After an unexpectedly visceral election campaign swept the Social Democrats from power, the prime ministers of Sweden and Norway expressed concern at the xenophobic drift of Danish politics. The new coalition will be led by Anders Fogh Rasmussen, the leader of the Venstre, or Liberal Party, but will call on the support of conservatives and of the far-right Danish People's Party, led by Pia Kjaersgaard.

Ms Kjaersgaard, who has a long record of opposition to immigration and declared a "holy war" on Islam after 11 September, will not have a cabinet post. Mr Fogh Rasmussen has said, though, that he will accept the parliamentary support of her party, which now has the third-highest number of seats.

Denmark's stance on immigration comes within eight months of it taking over the European Union's rotating presidency and could be an acute embarrassment. Last year 14 EU nations took political sanctions against Austria when Jörg Haider's far-right Freedom Party joined the government.

The centre-piece election pledge of the Danish Liberal Party was a promise to make immigrants wait seven years before becoming eligible for payments from the generous welfare system. Observers say that implementing this consistently with national law and international obligations is the coalition's first test.

Yesterday the implications of the vote were felt throughout the region. Goran Persson, Sweden's Social Democratic Prime Minister, said: "It's clear I'm worried. We now see a centre-right government which will be forced to prop itself up with anti-foreigner ideas."

Kjell Magne Bondevik, the Norwegian Prime Minister, said aspects of the Danish campaign had "caused concern. I hope and believe Denmark will still follow a humane refugee and immigration policy."

The scale of the defeat was a stinging rebuff to the outgoing Prime Minister, Poul Nyrup Rasmussen (no relation to his successor), the EU's longest-serving premier, who held office for nine years.

His opponents tapped into boredom with the government. But the most striking aspect of the campaign was the extent to which even centre parties jumped on the anti-immigration bandwagon. One of the Liberal Party's advertisements focused on a rape case after which the immigrant offenders received relatively light sentences. The picture showed the young men leaving the court house under the caption: "It's time for a change".

A focus of the campaign was the right of relatives of immigrants and political asylum- seekers to enter Denmark, as politicians competed to establish their hardline credentials.

Mr Fogh Rasmussen called for tighter limits for asylum- seekers and refugees, while Mr Nyrup Rasmussen claimed that Denmark's rules were already the toughest in Europe. Ms Kjaersgaard, who once said she crossed the street when she met a Muslim, exploited increased fears of immigrants, arguing: "Islam, with the fundamentalist tendencies we have seen, must be combated." The prosperous nation of 5.3 million people halted open immigration in 1973 and has a lower proportion of ethnic minorities than most EU nations.

Lykke Friis, senior research fellow at the Danish Institute of International Affairs, said: "What happened was that the big parties, the Social Demo-crats and the Liberals, tried to take over some of the rhetoric of the Danish People's Party." Professor Ole Borre, of Aarhus University, compared the situation to that of Austria.
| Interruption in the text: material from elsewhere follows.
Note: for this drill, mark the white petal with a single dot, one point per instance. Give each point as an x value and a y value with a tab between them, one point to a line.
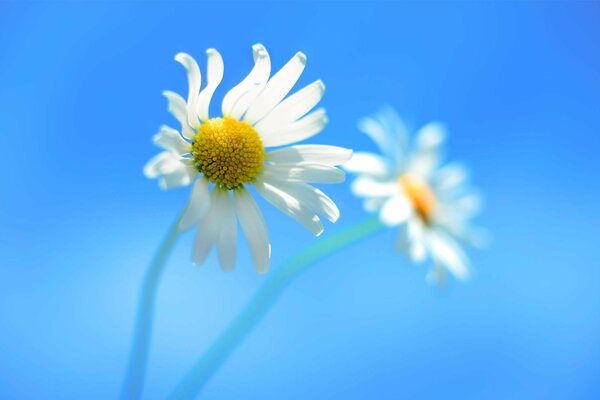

He argued: "There is a hypnotic concern with immigration issues in Denmark, which we haven't seen anywhere else, except from Austria."

Mr Nyrup Rasmussen called the election after polls showed an improvement in his rating because of his leadership since 11 September. Mr Fogh Rasmussen's bloc won 98 seats compared with 77 for Mr Nyrup Rasmussen's grouping. The Social Democrats trailed the Liberals in numbers of seats for the first time since 1920.

Political analysts say the political direction of the new government will not be universally conservative. Mr Fogh Rasmussen has promised to improve the welfare state and peg taxes – and presented cuts in immigrants' benefits as a way of squaring the circle.

Paradoxically, Denmark also elected its first MP of immigrant extraction. Naser Khader, 38, who has a Syrian background, said: "It is a great victory for me and for the integration policy in Denmark. It sends a signal that Denmark is not solely xenophobic."